When the Las Vegas Monorail Company filed a Chapter 11 bankruptcy petition on January 13, 2010, the Ambac Assurance Corp. filed a motion to dismiss. The Monorail bankruptcy filing and Ambac’s motion raised concerns in the US infrastructure industry about the potential liability for public agency sponsors of these types of projects for the liabilities of the non-profit corporation’s formed on their behalf to develop and finance infrastructure projects. Ambac had insured $450 million of the bonds issued to finance the Monorail project, and argued that the Monorail shouldn’t be able to file under Chapter 11 on the grounds that the Monorail was a "municipality" for purposes of the Bankruptcy Code and, therefore, ineligible to file a bankruptcy case under any Chapter other than Chapter 9. (A dismissal of the Monorail's Chapter 11 case would render the Monorail unable to seek bankruptcy protection because the company was not specifically authorized by Nevada law to file a Chapter 9 bankruptcy case, a requirement that applies municipalities filing bankruptcy under Chapter 9.) Ambac argued that the Monorail was an "instrumentality" of the State of Nevada, because, among other things, the Monorail was controlled by the Governor, identified itself as an "instrumentality" of the State of Nevada controlled by the Governor in the tax certification in connection with obtaining tax exempt status for its bonds, and because the bonds were issued by the state (and various exemptions granted to the monorail company by the Clark County government).
This public private partnership structure (sometimes referred to as a 63-20 Corporation) is designed to shift financial risk away from the public agency. The bond documents used in this financing are explicit that neither the full faith and credit or any assets of the public issuer, the state, or the county are liable for the debts of the corporation, even though for federal tax purposes the corporation was formed 'on behalf of' a public agency.

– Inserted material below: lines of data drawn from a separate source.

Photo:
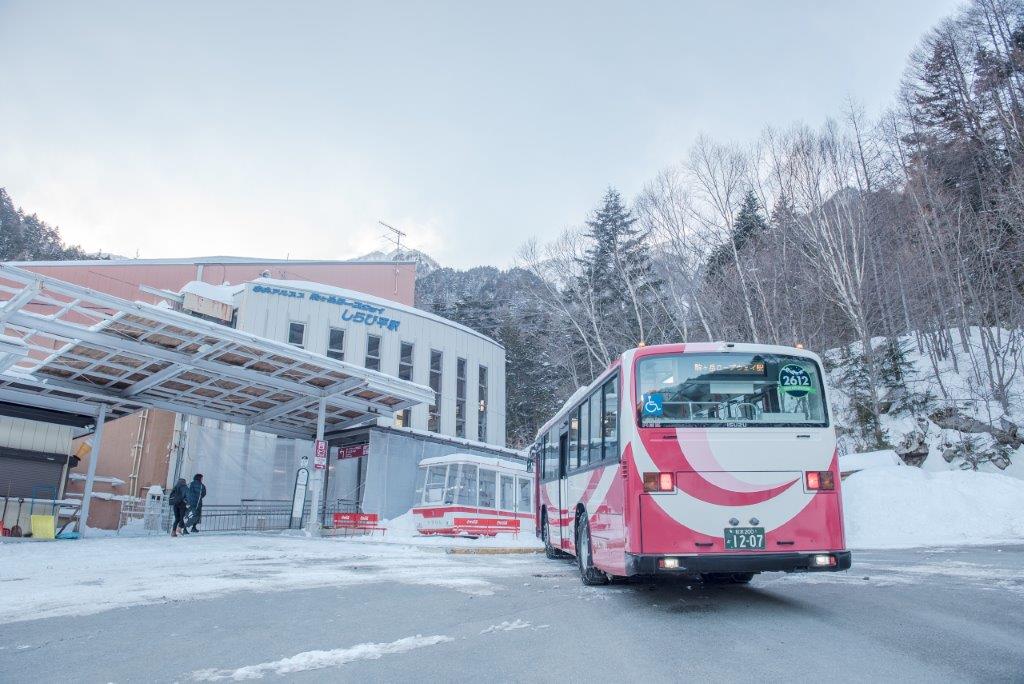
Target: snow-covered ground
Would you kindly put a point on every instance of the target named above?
(958, 381)
(904, 507)
(72, 578)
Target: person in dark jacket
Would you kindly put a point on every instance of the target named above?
(178, 500)
(197, 493)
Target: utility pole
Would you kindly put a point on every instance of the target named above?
(394, 237)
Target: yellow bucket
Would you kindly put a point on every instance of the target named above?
(43, 527)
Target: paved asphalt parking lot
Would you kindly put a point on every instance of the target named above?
(953, 614)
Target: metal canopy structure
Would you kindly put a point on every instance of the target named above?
(71, 349)
(71, 344)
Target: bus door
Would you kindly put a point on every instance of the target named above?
(563, 460)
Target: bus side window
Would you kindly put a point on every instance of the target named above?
(508, 493)
(524, 494)
(450, 483)
(572, 458)
(433, 488)
(610, 420)
(595, 427)
(467, 485)
(551, 458)
(487, 488)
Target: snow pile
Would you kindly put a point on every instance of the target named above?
(901, 507)
(507, 627)
(954, 384)
(318, 659)
(854, 462)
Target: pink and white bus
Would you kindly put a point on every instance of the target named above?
(713, 459)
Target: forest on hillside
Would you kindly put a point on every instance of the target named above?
(878, 238)
(25, 237)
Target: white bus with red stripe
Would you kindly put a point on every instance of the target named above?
(465, 495)
(715, 459)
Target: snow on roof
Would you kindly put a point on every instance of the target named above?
(109, 479)
(225, 294)
(491, 461)
(205, 260)
(361, 296)
(460, 440)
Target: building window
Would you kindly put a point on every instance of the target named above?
(434, 413)
(373, 352)
(297, 334)
(403, 417)
(460, 397)
(481, 410)
(336, 344)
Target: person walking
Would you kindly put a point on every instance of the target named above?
(178, 500)
(197, 493)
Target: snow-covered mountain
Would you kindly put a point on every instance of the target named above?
(424, 262)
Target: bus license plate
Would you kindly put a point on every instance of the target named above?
(744, 538)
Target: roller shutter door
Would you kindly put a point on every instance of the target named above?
(23, 471)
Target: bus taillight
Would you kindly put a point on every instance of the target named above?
(822, 480)
(658, 482)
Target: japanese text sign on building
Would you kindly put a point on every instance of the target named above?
(353, 452)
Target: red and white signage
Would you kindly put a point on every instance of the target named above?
(353, 452)
(320, 455)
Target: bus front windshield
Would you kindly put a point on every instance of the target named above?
(733, 389)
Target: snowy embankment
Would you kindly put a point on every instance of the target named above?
(904, 507)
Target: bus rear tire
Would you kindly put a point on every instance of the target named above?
(585, 558)
(549, 551)
(727, 578)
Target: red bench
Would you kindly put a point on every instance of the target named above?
(487, 526)
(357, 522)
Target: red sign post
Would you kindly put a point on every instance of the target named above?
(320, 455)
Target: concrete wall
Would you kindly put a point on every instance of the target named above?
(22, 476)
(269, 313)
(116, 460)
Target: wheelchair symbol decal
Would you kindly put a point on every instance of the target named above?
(653, 404)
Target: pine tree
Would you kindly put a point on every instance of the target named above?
(749, 225)
(617, 270)
(25, 237)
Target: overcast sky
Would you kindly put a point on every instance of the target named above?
(276, 128)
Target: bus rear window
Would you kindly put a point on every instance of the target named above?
(731, 389)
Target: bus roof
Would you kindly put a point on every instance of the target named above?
(679, 348)
(487, 461)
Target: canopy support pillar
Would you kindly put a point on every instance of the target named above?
(316, 481)
(97, 441)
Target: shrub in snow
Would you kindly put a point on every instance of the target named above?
(972, 451)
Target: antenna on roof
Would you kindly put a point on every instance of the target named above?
(394, 237)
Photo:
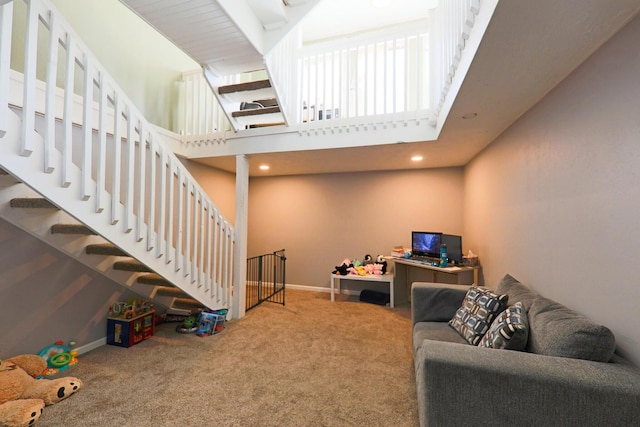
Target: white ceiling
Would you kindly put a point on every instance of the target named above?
(339, 18)
(529, 47)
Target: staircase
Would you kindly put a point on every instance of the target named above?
(247, 105)
(23, 208)
(87, 174)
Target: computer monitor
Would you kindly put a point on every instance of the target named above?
(425, 243)
(454, 247)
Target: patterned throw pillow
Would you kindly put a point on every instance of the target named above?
(479, 307)
(509, 331)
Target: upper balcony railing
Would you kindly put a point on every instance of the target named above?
(398, 75)
(102, 160)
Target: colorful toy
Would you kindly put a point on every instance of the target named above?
(188, 325)
(22, 397)
(211, 322)
(58, 357)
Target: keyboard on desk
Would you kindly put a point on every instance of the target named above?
(425, 260)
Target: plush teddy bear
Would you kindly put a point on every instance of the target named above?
(22, 397)
(343, 269)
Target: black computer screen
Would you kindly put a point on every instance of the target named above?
(454, 247)
(425, 243)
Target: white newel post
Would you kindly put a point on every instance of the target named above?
(240, 247)
(6, 15)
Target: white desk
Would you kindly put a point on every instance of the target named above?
(407, 271)
(385, 278)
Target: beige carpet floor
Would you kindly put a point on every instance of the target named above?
(308, 363)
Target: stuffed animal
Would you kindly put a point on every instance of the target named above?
(343, 269)
(22, 397)
(383, 262)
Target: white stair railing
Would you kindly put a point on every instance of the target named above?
(91, 152)
(397, 76)
(452, 24)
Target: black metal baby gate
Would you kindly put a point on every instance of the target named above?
(265, 279)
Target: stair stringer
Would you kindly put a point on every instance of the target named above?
(38, 222)
(29, 170)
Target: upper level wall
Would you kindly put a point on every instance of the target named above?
(143, 63)
(554, 201)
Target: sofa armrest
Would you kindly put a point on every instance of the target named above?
(435, 302)
(468, 385)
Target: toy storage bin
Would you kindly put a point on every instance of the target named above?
(127, 332)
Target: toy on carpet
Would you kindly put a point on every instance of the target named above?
(211, 322)
(188, 326)
(59, 357)
(343, 269)
(22, 396)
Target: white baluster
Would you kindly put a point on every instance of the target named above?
(50, 93)
(6, 20)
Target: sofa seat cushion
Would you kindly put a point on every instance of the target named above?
(510, 330)
(438, 331)
(516, 291)
(555, 330)
(479, 308)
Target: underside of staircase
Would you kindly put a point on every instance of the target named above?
(26, 209)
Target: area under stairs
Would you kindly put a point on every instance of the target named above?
(250, 104)
(24, 208)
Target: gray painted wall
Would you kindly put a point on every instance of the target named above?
(554, 201)
(322, 219)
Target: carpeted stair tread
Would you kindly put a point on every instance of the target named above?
(256, 112)
(105, 249)
(185, 303)
(244, 87)
(170, 291)
(131, 265)
(32, 202)
(153, 279)
(72, 229)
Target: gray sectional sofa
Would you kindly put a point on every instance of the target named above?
(566, 375)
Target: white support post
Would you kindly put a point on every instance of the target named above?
(50, 99)
(101, 174)
(240, 247)
(28, 97)
(130, 173)
(87, 127)
(67, 147)
(6, 19)
(117, 160)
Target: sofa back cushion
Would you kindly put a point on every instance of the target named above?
(516, 291)
(555, 330)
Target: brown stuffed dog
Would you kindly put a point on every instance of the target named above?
(22, 397)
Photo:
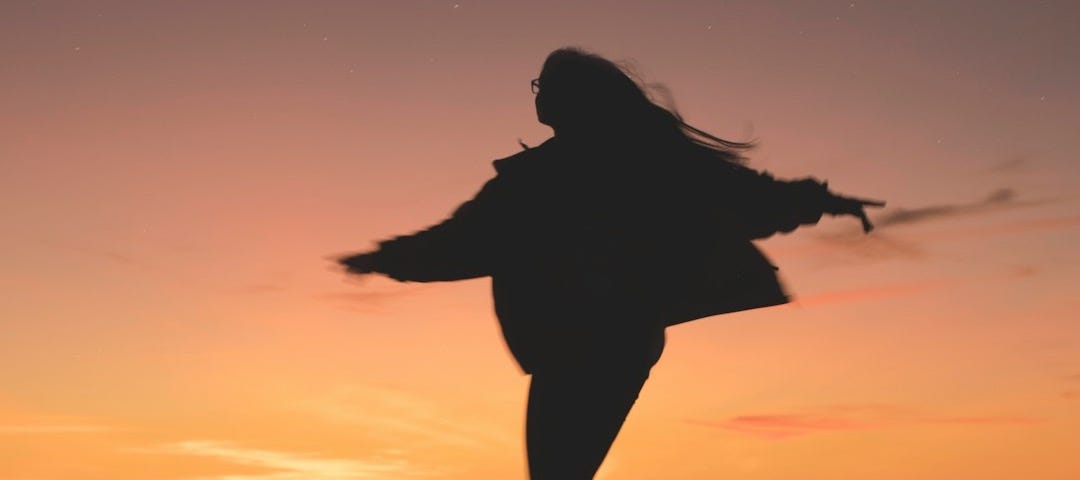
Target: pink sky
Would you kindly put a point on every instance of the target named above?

The Bankruptcy Court rejected Ambac's arguments and issued a ruling entered on April 26th denying Ambac's motion. The court in effect, and based upon the totality of circumstances in the case, found that the Monorail should be treated as a nonprofit corporation as was intended. It was organized to be a non-profit under Nevada state law and the certification of the entity as an "instrumentality" for tax purposes did not change its status under bankruptcy law. In ruling this way, the court has helped protect the integrity of the type of conduit financing. The Monorail's bonds, issued by a state to finance operation of a project by a private nonprofit corporation – albeit for public purposes under significant oversight and control by the state are the responsibility of the nonprofit, not the public agency.
Ambac has initiated appeal proceedings seeking to reverse the Bankruptcy Court’s decision.